Cookbook

Basic examples

Help!

ocrmypdf has built-in help.

ocrmypdf --help

Add an OCR layer and convert to PDF/A

ocrmypdf input.pdf output.pdf

Add an OCR layer and output a standard PDF

ocrmypdf --output-type pdf input.pdf output.pdf

Create a PDF/A with all color and grayscale images converted to JPEG

ocrmypdf --output-type pdfa --pdfa-image-compression jpeg input.pdf output.pdf

Reduce JPEG quality with the optimizer

This is the recommended way to shrink JPEG content in the output. The optimizer applies regardless of --output-type, so it works on both plain PDFs and Ghostscript-produced PDF/A files.

ocrmypdf --optimize 2 --jpeg-quality 60 input.pdf output.pdf

Modify a file in place

The file will only be overwritten if OCRmyPDF is successful.

ocrmypdf myfile.pdf myfile.pdf

Correct page rotation

OCR will attempt to automatic correct the rotation of each page. This can help fix a scanning job that contains a mix of landscape and portrait pages.

ocrmypdf --rotate-pages myfile.pdf myfile.pdf

You can increase (decrease) the parameter --rotate-pages-threshold to make page rotation more (less) aggressive. The threshold number is the ratio of how confidence the OCR engine is that the document image should be changed, compared to kept the same. The default value is quite conservative; on some files it may not attempt rotations at all unless it is very confident that the current rotation is wrong. A lower value of 2.0 will produce more rotations, and more false positives. Run with -v1 to see the confidence level for each page to see if there may be a better value for your files.

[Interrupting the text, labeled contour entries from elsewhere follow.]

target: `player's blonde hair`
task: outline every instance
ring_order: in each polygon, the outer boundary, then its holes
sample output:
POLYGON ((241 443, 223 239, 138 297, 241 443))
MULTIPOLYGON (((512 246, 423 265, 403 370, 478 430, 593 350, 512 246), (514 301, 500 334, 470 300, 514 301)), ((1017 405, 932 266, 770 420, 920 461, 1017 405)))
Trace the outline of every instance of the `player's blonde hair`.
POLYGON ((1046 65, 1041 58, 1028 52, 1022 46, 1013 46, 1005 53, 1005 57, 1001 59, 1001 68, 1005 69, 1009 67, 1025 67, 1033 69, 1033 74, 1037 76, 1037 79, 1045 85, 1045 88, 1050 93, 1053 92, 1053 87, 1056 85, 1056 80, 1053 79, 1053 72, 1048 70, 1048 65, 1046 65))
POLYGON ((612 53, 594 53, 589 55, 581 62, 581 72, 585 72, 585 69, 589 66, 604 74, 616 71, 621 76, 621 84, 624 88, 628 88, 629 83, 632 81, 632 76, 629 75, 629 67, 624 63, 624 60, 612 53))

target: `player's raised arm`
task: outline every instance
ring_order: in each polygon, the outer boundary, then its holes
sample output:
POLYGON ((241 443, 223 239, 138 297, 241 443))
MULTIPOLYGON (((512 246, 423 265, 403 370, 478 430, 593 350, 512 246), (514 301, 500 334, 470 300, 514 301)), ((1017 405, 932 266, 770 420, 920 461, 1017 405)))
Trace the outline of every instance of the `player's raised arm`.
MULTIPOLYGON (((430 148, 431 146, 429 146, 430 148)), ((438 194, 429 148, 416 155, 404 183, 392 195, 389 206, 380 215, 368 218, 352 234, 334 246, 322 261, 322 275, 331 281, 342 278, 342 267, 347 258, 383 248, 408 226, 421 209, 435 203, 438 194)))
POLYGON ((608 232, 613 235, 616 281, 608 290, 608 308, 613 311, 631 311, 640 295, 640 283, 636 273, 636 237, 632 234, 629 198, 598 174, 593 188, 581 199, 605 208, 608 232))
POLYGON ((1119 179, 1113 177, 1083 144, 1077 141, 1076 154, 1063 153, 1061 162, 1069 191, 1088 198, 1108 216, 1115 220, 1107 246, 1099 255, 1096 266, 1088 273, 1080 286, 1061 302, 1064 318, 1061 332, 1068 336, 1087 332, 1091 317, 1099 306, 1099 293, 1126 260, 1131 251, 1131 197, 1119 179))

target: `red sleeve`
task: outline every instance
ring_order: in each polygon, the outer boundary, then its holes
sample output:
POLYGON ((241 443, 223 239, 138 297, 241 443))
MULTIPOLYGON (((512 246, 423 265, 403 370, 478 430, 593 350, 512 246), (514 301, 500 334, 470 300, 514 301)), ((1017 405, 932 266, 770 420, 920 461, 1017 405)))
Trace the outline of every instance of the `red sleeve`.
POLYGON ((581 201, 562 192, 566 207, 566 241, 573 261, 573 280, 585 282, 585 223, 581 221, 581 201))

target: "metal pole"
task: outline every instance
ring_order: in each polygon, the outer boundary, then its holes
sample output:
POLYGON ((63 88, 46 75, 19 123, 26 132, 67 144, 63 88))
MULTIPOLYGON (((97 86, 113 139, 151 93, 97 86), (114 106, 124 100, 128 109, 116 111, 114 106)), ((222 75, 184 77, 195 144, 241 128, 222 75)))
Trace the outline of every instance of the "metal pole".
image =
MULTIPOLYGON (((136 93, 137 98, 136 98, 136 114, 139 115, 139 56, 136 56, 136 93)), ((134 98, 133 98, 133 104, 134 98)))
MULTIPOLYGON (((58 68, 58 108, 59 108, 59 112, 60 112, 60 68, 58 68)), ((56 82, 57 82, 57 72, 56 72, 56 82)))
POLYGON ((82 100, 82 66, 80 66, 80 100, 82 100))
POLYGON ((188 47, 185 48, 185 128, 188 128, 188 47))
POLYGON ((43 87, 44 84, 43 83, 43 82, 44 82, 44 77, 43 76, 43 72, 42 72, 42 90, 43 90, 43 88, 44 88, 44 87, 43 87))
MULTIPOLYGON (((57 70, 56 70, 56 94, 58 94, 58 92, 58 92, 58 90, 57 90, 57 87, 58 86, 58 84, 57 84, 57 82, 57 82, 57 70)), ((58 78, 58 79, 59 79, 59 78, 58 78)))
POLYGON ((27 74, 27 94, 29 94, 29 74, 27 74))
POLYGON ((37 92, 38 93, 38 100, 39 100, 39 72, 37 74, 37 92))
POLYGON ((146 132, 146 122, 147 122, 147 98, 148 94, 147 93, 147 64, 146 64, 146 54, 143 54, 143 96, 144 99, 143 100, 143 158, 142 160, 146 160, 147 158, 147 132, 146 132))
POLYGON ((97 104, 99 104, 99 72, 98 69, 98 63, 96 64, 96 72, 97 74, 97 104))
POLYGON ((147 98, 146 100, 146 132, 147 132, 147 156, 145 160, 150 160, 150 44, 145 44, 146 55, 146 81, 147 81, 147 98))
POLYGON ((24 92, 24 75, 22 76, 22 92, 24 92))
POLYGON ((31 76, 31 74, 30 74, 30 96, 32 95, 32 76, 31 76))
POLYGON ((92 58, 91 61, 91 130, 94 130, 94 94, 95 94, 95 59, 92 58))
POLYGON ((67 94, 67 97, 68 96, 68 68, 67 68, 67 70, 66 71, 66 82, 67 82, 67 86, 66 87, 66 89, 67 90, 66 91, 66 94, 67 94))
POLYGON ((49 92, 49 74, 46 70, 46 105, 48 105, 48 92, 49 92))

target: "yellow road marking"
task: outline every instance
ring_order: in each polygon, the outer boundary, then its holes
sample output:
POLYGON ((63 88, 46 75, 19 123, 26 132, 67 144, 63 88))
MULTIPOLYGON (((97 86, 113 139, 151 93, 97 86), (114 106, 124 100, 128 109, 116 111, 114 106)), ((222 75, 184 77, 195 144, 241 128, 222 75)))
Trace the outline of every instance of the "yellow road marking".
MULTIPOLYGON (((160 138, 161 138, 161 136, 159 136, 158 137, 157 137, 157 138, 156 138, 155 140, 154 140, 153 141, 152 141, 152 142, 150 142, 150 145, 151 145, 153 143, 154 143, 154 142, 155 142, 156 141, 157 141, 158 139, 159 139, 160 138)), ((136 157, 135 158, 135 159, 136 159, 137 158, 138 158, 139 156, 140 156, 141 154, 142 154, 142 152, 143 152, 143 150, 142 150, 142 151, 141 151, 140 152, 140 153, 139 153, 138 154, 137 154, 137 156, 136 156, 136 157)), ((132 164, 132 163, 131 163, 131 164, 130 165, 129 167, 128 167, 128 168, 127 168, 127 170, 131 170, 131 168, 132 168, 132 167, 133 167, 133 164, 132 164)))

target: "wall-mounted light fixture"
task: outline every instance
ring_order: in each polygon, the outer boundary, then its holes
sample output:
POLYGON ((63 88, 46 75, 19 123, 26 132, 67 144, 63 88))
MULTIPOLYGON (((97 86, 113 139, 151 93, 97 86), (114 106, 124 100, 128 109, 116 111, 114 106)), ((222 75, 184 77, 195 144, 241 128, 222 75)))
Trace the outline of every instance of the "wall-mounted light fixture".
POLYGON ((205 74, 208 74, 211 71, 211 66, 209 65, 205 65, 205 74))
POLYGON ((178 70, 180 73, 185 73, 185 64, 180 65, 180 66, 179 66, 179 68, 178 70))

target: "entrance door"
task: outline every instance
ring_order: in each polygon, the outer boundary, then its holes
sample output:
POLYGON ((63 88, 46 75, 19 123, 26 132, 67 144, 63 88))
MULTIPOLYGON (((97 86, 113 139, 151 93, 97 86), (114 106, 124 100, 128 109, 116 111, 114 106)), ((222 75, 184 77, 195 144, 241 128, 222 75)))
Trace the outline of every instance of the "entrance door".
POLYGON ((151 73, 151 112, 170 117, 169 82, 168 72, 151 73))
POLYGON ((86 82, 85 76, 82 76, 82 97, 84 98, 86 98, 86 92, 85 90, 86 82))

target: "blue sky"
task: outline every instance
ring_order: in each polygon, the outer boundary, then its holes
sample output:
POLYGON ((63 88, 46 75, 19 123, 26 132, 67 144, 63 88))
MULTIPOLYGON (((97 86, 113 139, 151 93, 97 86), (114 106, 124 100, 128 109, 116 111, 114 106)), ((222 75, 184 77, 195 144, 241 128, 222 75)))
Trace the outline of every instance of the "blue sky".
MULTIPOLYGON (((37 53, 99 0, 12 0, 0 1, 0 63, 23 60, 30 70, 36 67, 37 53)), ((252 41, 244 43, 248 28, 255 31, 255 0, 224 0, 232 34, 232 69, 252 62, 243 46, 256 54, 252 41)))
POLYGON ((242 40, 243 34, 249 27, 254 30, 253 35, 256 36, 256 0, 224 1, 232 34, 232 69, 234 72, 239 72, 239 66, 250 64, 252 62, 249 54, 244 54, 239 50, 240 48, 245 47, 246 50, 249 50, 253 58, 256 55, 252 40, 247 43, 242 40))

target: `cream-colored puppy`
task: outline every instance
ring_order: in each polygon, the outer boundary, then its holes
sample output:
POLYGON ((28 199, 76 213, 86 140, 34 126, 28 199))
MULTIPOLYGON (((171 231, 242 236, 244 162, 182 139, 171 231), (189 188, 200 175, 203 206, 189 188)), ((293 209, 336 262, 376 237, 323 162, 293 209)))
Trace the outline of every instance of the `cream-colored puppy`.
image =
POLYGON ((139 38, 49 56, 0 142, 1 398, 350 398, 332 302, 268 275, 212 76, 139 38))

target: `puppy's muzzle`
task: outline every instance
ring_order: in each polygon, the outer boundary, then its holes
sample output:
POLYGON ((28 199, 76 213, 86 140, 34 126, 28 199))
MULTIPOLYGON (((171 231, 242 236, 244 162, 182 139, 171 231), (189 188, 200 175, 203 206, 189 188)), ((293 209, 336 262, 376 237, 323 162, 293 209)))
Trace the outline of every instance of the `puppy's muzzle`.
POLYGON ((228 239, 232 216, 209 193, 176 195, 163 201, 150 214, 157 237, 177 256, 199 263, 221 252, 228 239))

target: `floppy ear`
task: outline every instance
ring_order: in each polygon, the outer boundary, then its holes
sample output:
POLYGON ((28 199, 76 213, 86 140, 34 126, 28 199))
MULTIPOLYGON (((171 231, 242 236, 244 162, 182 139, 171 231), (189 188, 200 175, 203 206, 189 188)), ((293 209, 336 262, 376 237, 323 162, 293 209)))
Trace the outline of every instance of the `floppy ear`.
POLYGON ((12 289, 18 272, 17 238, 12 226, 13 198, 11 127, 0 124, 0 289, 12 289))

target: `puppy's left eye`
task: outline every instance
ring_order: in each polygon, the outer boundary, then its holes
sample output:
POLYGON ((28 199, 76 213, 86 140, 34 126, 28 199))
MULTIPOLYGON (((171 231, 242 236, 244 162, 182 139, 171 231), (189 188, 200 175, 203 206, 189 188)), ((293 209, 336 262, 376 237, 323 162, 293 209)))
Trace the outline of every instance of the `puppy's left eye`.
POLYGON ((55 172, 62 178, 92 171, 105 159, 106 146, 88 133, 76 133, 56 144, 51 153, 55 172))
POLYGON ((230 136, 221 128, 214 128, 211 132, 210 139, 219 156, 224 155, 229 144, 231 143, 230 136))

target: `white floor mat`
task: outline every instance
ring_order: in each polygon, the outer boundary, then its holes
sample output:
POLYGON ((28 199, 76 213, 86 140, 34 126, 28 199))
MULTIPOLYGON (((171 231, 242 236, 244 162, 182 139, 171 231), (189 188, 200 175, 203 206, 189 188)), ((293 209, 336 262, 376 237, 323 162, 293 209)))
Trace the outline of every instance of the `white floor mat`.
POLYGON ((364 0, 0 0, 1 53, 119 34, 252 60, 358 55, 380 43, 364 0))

If the page is “just a little off horizontal”, like a crooked picture, then you want --deskew. --rotate-pages is for when the cardinal angle is wrong.

OCR languages other than English

OCRmyPDF assumes the document is in English unless told otherwise. OCR quality may be poor if the wrong language is used.

ocrmypdf -l fra LeParisien.pdf LeParisien.pdf
ocrmypdf -l eng+fra Bilingual-English-French.pdf Bilingual-English-French.pdf

Language packs must be installed for all languages specified. See Installing additional language packs <lang-packs>.

Unfortunately, the Tesseract OCR engine has no ability to detect the language when it is unknown.

Produce PDF and text file containing OCR text

This produces a file named “output.pdf” and a companion text file named “output.txt”.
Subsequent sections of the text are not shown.